Si Eazy est celui qui incarne le plus la rue (ex-étudiant, Ice Cube vivait encore chez sa mère au début de l’aventure, quand Dr. Dre sortait lui tout juste du World Class Wreckin’ Cru, un groupe d’électro funk), il est fort possible que son passé de dealeur ne lui ait servi que de carapace.

Dans son autobiographie Ruthless: A Memoir sortie en 2006, Jerry Heller écrit en effet que le rappeur n’a jamais vendu de drogues dures, et qui ni lui, ni son entourage n’ont été témoins de tels agissements.

Toujours est-il que très vite le label va s’imposer comme l’usine à tubes numéro un de la côte ouest, accumulant du sol au plafond les certifications d’or et de platine (The D.O.C., Michel’le, Above The Law…).

De trop nombreux différents financiers viennent cependant gangrener Ruthless, tandis que le décès d’Eazy en mars 1995 à 30 ans met un terme définitif à cette success story d’un genre nouveau.

Death Row, le prix du sang

Est-ce la chute de Ruthless Records qui a permis l’éclosion du Couloir de la Mort, ou l’inverse ?

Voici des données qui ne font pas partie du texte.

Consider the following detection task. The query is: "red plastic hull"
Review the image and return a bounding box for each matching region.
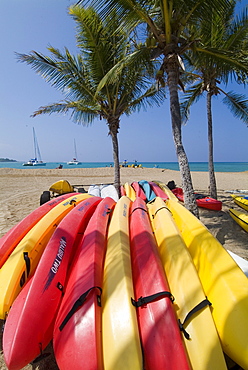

Engagé comme garde du corps de The D.O.C. du temps où il rappait chez Ruthless, Suge Knight en profite pour tisser des liens d’autant plus fort avec lui quand ce dernier est victime d’un accident de voiture lui endommageant à vie les cordes vocales.

Restant à son chevet, il finit par gagner sa confiance ainsi que celle de bon nombre d’artistes du label. Pointant les nombreuses irrégularités des contrats signés, il les convainc de rejoindre sa toute nouvelle écurie, Death Row.

L’affaire semble d’autant plus sûre, non seulement parce que Knight s’est déjà bâti une belle réputation de « protecteur » grâce à l’affaire Vanilla Ice (pour récupérer les royautés impayées de l’un de ses artistes, Suge avait menacé de jeter l’interprète du tube Ice, Ice baby du quinzième étage d’un immeuble), mais aussi parce qu’il bénéficie d’une mise de départ conséquente pour mener à bien son affaire.

Par l’intermédiaire de son avocat David Kenner, Suge Knight a rencontré quelques mois auparavant une certaine Lydia Harris, femme de Michael Harris, plus connu sous le nom de Harry O, un ancien dealer devenu millionnaire avant d’être condamné à 28 ans de prison en 1988 pour kidnapping et tentative de meurtre.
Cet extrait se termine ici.